GraphFusion Sentiment Analyzer: Integrating Heterogeneous GNNs and Transformers for Enhanced Social Media Sentiment Analysis

Publications

GraphFusion Sentiment Analyzer: Integrating Heterogeneous GNNs and Transformers for Enhanced Social Media Sentiment Analysis

Year : 2025

Publisher : Institute of Electrical and Electronics Engineers Inc.

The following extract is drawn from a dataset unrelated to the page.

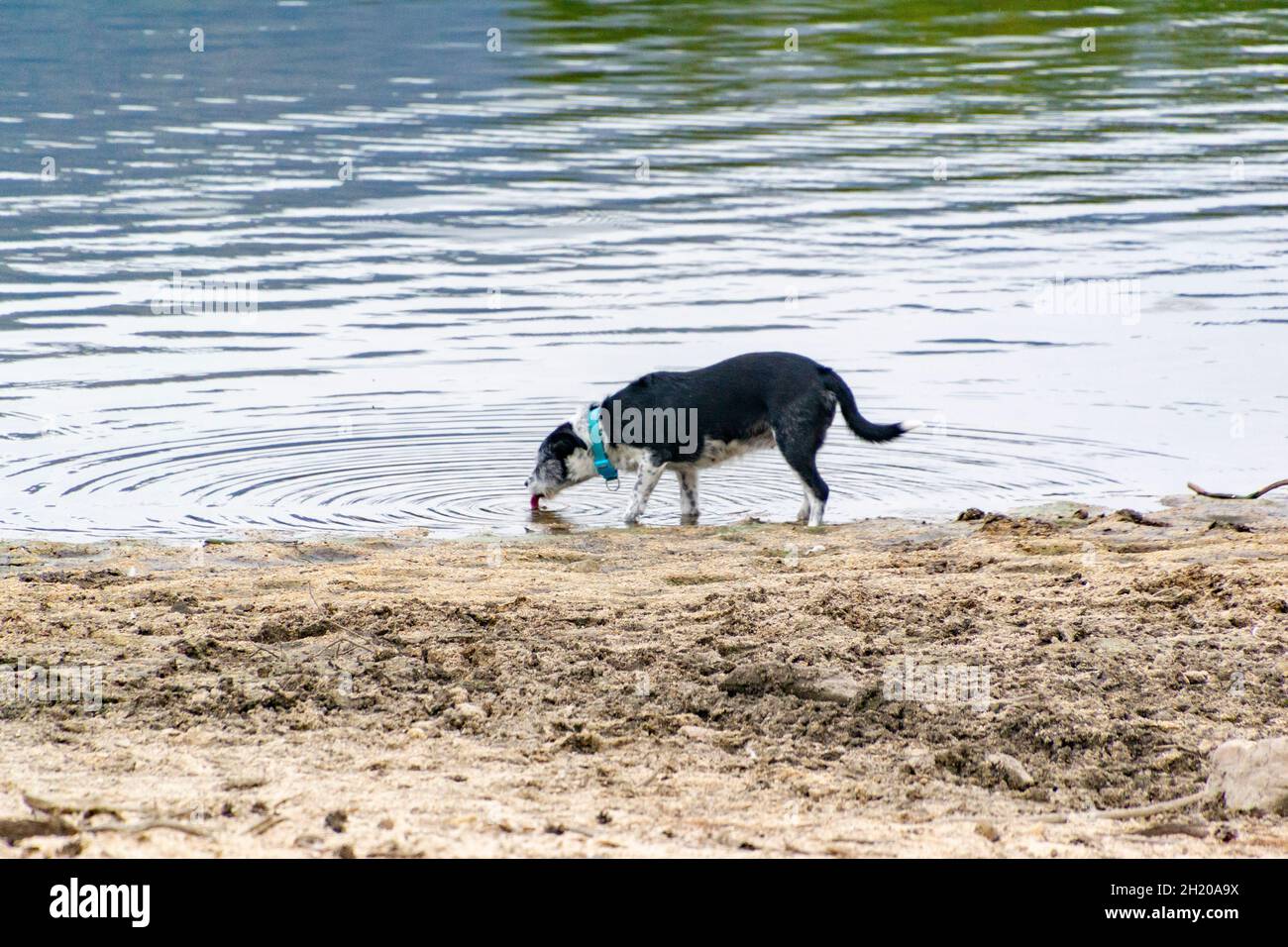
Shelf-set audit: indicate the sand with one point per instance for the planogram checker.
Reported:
(658, 690)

Source Title : 3rd International Conference on Advancements in Smart, Secure and Intelligent Computing, ASSIC 2025

Document Type :

Abstract

Twitter’s informal language and changing content present a challenge to established sentiment analysis techniques. This paper presents a unique graph-based method for improving sentiment analysis accuracy using Twitter data. We create graphs from tweets, with nodes representing words or phrases and edges showing relationships. Our approach combines a variety of techniques, including Heterogeneous Graph Neural Networks (Hete-GNNs), Gaussian Naive Bayes using Node2vec, a combined BERT-LSTM-CNN model(Transformer model), and hybrid approaches such as KNN+XGBoost and CNN+LSTM. These approaches produce rich vector representations that are fed into Artificial Neural Networks for sentiment prediction. Our approach outperforms established methods on different datasets, providing a reliable solution for real-time sentiment analysis in the ever-changing social media scene.